En juin 2019, le club anglais de Liverpool a soulevé sa 6ème Ligue des champions de son histoire. Parmi les acteurs majeurs de ce sacre, on trouve 4 joueurs africains : Mohamed Salah (Egypte), Sadio Mané (Sénégal), Joël Matip (Cameroun), Naby Keita (Mali). Une présence non négligeable sur le plan sportif mais qui symbolise également l’importance actuelle du continent noir dans le football européen. Alors que le football apparait comme l’un des éléments phare de la mondialisation, l’Afrique tend à se faire une place de plus en plus importante de ce processus. Reconnue pour son vivier et pour la qualité de ses talents, celle-ci tend à obtenir plus de reconnaissance à travers leur réussite. Analyse du rôle tenu par l’Afrique dans le football d’aujourd’hui.
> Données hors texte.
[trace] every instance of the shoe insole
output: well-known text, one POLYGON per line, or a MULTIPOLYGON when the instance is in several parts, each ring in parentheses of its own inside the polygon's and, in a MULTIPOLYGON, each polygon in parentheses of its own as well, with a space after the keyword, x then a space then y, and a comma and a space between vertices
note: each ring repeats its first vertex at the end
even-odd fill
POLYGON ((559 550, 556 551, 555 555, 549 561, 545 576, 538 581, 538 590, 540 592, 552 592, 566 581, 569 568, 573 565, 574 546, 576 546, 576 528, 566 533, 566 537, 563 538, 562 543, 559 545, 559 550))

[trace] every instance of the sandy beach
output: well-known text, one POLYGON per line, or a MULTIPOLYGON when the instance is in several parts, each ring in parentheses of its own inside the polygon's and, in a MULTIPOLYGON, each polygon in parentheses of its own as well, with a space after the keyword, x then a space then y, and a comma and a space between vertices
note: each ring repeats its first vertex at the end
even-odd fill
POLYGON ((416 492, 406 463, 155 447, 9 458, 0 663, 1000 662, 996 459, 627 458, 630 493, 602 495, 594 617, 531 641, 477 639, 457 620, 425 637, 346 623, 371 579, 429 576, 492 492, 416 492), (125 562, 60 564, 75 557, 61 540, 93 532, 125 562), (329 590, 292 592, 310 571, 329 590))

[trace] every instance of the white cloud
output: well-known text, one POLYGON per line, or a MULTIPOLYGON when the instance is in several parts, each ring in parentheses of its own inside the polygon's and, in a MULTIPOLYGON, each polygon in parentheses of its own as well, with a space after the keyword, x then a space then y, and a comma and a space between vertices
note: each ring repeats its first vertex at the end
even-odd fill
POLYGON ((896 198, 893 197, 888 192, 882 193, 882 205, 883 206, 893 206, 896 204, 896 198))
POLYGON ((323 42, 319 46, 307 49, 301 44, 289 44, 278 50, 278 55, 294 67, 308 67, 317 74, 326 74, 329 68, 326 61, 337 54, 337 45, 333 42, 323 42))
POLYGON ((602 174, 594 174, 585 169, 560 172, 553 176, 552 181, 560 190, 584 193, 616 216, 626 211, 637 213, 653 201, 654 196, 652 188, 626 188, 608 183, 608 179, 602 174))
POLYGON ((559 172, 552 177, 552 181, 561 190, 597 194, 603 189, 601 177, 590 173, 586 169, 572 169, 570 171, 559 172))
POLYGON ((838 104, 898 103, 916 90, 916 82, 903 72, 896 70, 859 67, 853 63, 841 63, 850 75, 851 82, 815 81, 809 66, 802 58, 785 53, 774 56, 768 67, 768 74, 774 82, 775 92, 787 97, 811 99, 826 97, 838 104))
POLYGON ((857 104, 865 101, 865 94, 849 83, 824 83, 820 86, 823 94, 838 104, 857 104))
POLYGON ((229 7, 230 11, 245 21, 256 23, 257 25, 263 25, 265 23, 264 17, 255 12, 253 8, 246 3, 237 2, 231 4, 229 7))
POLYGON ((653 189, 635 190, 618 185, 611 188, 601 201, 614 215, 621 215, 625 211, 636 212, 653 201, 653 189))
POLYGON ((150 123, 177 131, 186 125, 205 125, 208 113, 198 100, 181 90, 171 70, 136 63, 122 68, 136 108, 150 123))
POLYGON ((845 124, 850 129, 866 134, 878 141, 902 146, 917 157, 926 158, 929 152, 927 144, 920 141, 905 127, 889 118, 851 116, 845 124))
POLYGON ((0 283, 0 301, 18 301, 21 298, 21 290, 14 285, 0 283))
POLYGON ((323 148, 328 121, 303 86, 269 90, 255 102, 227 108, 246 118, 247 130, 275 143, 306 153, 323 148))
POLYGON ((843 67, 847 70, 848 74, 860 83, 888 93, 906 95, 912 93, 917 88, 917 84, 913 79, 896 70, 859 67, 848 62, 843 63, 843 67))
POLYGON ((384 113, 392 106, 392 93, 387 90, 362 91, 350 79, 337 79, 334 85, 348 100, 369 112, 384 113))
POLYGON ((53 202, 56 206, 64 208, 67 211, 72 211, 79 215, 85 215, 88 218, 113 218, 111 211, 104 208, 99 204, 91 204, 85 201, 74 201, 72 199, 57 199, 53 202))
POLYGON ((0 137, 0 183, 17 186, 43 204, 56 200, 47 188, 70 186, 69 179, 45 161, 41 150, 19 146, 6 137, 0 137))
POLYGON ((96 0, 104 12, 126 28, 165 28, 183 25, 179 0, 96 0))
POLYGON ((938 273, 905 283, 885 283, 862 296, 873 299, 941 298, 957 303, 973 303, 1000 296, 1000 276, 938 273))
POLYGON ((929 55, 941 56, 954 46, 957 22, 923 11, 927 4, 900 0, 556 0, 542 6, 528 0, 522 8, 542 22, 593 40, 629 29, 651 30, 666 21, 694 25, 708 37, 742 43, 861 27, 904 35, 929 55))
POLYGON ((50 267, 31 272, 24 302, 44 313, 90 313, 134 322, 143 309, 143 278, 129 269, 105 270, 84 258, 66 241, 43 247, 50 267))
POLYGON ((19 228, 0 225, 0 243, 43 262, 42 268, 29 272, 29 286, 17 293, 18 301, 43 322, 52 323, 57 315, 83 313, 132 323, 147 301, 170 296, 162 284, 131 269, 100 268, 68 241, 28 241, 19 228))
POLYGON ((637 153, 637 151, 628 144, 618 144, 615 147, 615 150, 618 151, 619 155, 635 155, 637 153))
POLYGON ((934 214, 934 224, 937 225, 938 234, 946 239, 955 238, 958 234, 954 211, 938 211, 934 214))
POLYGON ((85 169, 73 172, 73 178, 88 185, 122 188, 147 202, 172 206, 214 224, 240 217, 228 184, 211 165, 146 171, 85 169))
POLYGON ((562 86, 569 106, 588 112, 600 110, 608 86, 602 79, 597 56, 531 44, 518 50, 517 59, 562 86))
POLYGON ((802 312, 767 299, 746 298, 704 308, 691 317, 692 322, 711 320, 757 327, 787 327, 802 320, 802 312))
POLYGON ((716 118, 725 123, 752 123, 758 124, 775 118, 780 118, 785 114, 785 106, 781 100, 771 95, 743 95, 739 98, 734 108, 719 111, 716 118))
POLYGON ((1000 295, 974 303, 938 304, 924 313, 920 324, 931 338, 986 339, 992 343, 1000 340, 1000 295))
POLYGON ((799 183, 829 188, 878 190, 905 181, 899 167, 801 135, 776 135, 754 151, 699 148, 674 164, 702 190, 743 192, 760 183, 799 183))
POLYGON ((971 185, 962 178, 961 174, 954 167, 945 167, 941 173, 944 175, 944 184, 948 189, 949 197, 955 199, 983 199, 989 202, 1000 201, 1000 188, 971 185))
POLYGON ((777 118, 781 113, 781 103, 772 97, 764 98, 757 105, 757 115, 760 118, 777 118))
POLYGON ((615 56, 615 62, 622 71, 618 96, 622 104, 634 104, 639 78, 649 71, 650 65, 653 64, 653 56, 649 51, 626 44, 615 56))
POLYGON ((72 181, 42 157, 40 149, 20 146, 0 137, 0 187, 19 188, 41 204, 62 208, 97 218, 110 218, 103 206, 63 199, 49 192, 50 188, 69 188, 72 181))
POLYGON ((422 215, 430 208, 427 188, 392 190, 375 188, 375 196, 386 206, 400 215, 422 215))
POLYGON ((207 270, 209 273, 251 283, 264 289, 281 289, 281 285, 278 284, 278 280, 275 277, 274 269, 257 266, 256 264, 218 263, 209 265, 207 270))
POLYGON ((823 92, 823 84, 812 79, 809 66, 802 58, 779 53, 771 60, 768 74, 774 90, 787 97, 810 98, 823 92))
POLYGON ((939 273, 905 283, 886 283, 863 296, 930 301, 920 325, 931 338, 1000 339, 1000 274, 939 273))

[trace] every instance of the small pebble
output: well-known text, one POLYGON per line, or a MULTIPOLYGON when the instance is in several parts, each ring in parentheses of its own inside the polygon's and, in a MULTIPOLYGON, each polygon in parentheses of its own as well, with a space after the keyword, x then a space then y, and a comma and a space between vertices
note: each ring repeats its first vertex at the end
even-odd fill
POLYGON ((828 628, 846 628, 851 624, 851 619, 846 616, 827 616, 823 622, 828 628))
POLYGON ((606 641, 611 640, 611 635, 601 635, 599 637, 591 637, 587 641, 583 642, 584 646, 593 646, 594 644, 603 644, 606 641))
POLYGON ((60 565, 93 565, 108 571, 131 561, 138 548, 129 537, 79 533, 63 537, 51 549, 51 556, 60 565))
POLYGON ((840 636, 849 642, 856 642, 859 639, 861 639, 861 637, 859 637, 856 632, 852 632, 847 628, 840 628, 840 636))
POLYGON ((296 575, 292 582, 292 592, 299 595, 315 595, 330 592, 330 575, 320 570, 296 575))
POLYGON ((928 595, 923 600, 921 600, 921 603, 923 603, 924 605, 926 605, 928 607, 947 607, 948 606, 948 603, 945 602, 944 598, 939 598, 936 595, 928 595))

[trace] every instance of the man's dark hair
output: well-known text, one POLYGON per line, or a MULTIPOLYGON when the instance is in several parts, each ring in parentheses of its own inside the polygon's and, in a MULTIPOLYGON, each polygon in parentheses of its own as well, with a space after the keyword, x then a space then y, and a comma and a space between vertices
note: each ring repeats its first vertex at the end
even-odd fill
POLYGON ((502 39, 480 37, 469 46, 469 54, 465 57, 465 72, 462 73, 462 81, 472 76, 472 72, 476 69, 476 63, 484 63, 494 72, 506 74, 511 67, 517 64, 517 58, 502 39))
L’ancrage historique des Africains dans le football européen

Le premier footballeur Africain a foulé les pelouses européennes est Hussein Hegazi, un Egyptien venu à Londres en 1910 pour y faire ses études. L’attaquant connu outre-manche pour sa finesse technique, sa rapidité et sa force de frappe, portera notamment les couleurs de Dulwitch Hamlet et de Fulham avant de retourner au pays en 1914. En France, les footballeurs d’Algérie, du Maroc et de la Tunisie prennent une part importante du football métropolitain dès les débuts de l’ère professionnelle (à partir de 1932). Ces derniers n’ont rien à envier en termes de talent et de fougue à leurs homologues de l’Hexagone, pour preuve, une sélection nord-africaine avait par deux fois battu l’équipe de France en 1924 et 1925.Le premier d’entre-eux à joindre une équipe de football en France fut l’Algérien Ali Benouna qui intègre l’une des équipe phare de l’époque, le FC Sète en 1930. Ses performances lui permettent d’obtenir deux sélections avec l’Equipe de France en 1936, il est le premier Maghrébin à porter le maillot tricolore.

Hussein Hegazi (3ème en haut à droite), premier footballeur africain à jouer en Europe (Photo : BBC)

La présence de joueurs nord africains dans le championnat français devient par la suite chose courante. Leur nombre atteint la quarantaine avant la seconde guerre mondiale. Parmi eux, le Marocain Larbi Ben MBarek s’inscrit comme la légende du football français. Remarqué lors d’un match France-Maroc en 1937, « la perle noire » comme le surnomme la presse, est recruté par l’Olympique de Marseille l’année d’après, où évoluent les algériens Riahi Rabih et Abdelkader Ben Bouali. Sa technique hors du commun et son efficacité exemplaire éblouissent les foules et le propulse dans une Equipe de France, qui gagne du gallon au niveau international. Idolâtré par Pelé lui-même, il en défendra les couleurs jusqu’en 1954 et connaitra un intermède à l’Atletico Madrid pendant sa période marseillaise. Les joueurs d’Afrique sub-saharienne tardent à joindre les championnats européens du fait qu’ils étaient rarement intégrés dans les équipes locales de leurs propres pays, dominées par les colons. Si le sénégalo-guyanais, Raoul Diagne en est le précurseur dans les années 1930, ce n’est après la Seconde Guerre mondiale que les footballeurs sub-sahariens deviennent de plus nombreux en France.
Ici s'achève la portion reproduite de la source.